What L does not capture
The Lerner Index is a static measure of pricing power at a moment in time. It does not capture potential competition: a firm with L = 0.4 in a contestable market (where entry is cheap and quick) faces real pricing pressure from would-be entrants even without actual rivals. Microsoft Windows in the 1990s had a massive Lerner Index but eventually lost share to Apple, Linux, and mobile operating systems that did not yet exist when its L was measured.
It also conflates market power with product differentiation. A firm charging double the cost for a genuinely better product earns its markup through value creation, not market manipulation. The Lerner Index treats both the same way. A premium coffee shop charging $5 for a coffee with MC of $1 has the same L = 0.8 as a monopoly drug company. Whether that markup is “fair” depends on context the index cannot see.

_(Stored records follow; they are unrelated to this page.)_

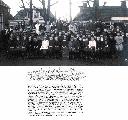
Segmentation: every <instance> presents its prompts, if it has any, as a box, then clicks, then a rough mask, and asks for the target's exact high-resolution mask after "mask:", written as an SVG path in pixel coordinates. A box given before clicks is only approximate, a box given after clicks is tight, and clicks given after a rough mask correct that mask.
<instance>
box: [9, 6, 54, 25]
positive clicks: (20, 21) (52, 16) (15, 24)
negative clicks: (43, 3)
mask: <svg viewBox="0 0 128 120" xmlns="http://www.w3.org/2000/svg"><path fill="white" fill-rule="evenodd" d="M50 18H51V20H54V19H55V17H54V15H53V14H52V13H51V14H50ZM32 20H33V24H36V22H37V21H38V22H39V23H40V24H42V23H45V11H44V9H39V8H33V9H32ZM9 23H10V26H12V27H15V26H16V25H22V24H25V25H27V26H29V25H30V8H26V9H22V10H20V11H19V12H18V13H17V14H16V15H15V16H14V20H10V21H9Z"/></svg>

Finally, MC is not directly observable. Accountants report average cost, not marginal cost. Industry studies infer marginal cost from production functions or comparable firms, so reported Lerner Indices are estimates rather than exact measurements.
Antitrust use
US antitrust enforcement does not use the Lerner Index alone. The Department of Justice and Federal Trade Commission combine it with market concentration measures (Herfindahl-Hirschman Index), pricing dynamics, evidence of barriers to entry, and observed conduct. But the Lerner Index does appear in merger reviews: if two firms with combined L of 0.5 propose to merge into a single firm with projected L of 0.8, that is strong evidence of competitive harm.
International regulators (EU Competition Authority, UK Competition and Markets Authority, Japan Fair Trade Commission) use similar multi-factor approaches. Lerner Index is one input among several, not a sufficient test on its own.
Quick interpretation
| L value | Market structure | Pricing power |
|---|---|---|
| 0.00 to 0.05 | Perfect or near-perfect competition | Negligible |
| 0.05 to 0.15 | Monopolistic competition | Modest |
| 0.15 to 0.40 | Oligopoly or differentiated competition | Moderate |
| 0.40 to 0.70 | Strong market power | Substantial |
| 0.70 to 1.00 | Near-monopoly | Dominant |
A Lerner Index of 0.3 means the firm captures 30 percent of its price as markup above marginal cost. Equivalently, the consumer pays 30 percent above the cost of producing the last unit they bought. Over the lifetime of a typical purchase, that markup adds up to substantial transfer from buyer to seller.